Secretário de Defesa do Consumidor relata perseguição com fuzis na Rodovia Amaral Peixoto
A Polícia Civil transferiu para a Delegacia de Homicídios de Niterói, São Gonçalo e Itaboraí (DHNSG) a investigação da perseguição sofrida pelo secretário municipal de Defesa do Consumidor, João Pires. O caso, que inicialmente foi registrado como tentativa de roubo de veículo na 75ª DP (Rio do Ouro), ganhou nova dimensão após o surgimento de informações de que o secretário vinha sofrendo ameaças recorrentes.

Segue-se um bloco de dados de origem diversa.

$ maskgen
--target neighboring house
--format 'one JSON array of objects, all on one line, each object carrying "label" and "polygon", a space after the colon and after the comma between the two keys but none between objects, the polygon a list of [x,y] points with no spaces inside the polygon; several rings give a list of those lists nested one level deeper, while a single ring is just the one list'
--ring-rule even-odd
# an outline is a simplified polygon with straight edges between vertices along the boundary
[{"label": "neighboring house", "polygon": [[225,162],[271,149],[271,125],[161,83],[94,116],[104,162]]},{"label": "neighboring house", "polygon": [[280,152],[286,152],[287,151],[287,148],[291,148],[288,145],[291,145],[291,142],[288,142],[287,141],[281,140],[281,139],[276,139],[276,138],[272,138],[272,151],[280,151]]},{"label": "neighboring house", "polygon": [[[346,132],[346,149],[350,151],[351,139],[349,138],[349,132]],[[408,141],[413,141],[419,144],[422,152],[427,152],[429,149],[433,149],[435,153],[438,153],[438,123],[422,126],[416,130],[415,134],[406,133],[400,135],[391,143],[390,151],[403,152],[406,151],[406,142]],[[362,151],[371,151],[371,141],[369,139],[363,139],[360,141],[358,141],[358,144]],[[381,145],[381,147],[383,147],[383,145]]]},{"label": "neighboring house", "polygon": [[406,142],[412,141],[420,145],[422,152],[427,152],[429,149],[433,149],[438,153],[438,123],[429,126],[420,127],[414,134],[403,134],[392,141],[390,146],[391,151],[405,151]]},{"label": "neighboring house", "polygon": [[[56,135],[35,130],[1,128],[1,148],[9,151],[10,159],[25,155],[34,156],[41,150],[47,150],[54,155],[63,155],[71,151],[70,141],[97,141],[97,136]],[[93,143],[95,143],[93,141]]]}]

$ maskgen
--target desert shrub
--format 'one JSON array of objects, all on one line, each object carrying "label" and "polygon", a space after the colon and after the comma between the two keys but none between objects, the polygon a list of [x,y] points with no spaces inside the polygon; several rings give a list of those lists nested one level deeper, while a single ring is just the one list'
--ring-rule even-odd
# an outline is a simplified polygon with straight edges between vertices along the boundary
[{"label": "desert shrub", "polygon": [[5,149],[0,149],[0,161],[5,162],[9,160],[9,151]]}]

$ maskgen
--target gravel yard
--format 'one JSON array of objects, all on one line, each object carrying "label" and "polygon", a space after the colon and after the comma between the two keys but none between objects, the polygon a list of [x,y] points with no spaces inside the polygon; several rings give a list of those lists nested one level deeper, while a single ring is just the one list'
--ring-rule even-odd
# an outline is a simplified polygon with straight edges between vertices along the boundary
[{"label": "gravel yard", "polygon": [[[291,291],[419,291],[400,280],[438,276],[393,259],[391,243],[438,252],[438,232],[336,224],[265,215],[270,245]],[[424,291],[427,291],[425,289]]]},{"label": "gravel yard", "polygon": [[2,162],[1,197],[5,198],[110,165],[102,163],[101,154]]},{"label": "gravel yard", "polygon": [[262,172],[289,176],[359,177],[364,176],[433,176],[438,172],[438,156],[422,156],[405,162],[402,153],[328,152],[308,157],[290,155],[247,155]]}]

Relato detalhado do episódio na madrugada de terça-feira
João Pires afirmou que seguia para Maricá pela Rodovia Amaral Peixoto quando percebeu que estava sendo acompanhado por outro carro. De acordo com seu relato, criminosos abriram as portas do veículo e apontaram dois fuzis em sua direção. O secretário, que estava em um carro blindado, acelerou na tentativa de escapar e foi perseguido por aproximadamente dois quilômetros.
Na tentativa de se livrar dos perseguidores, Pires entrou em um posto de combustíveis ao avistar uma viatura policial. No entanto, ao perder o controle da direção, acabou colidindo com um carro estacionado. Felizmente, ninguém ficou ferido no incidente. Os criminosos não efetuaram disparos e fugiram do local após a colisão.
Ampliação da investigação e reforço na segurança
A transferência do caso para a Delegacia de Homicídios ocorreu porque a corporação decidiu ampliar a linha de investigação para possível atentado contra a vida de um agente público. A DH é uma unidade especializada em casos complexos e a investigação segue em andamento, com a Polícia Civil afirmando que não descarta nenhuma hipótese.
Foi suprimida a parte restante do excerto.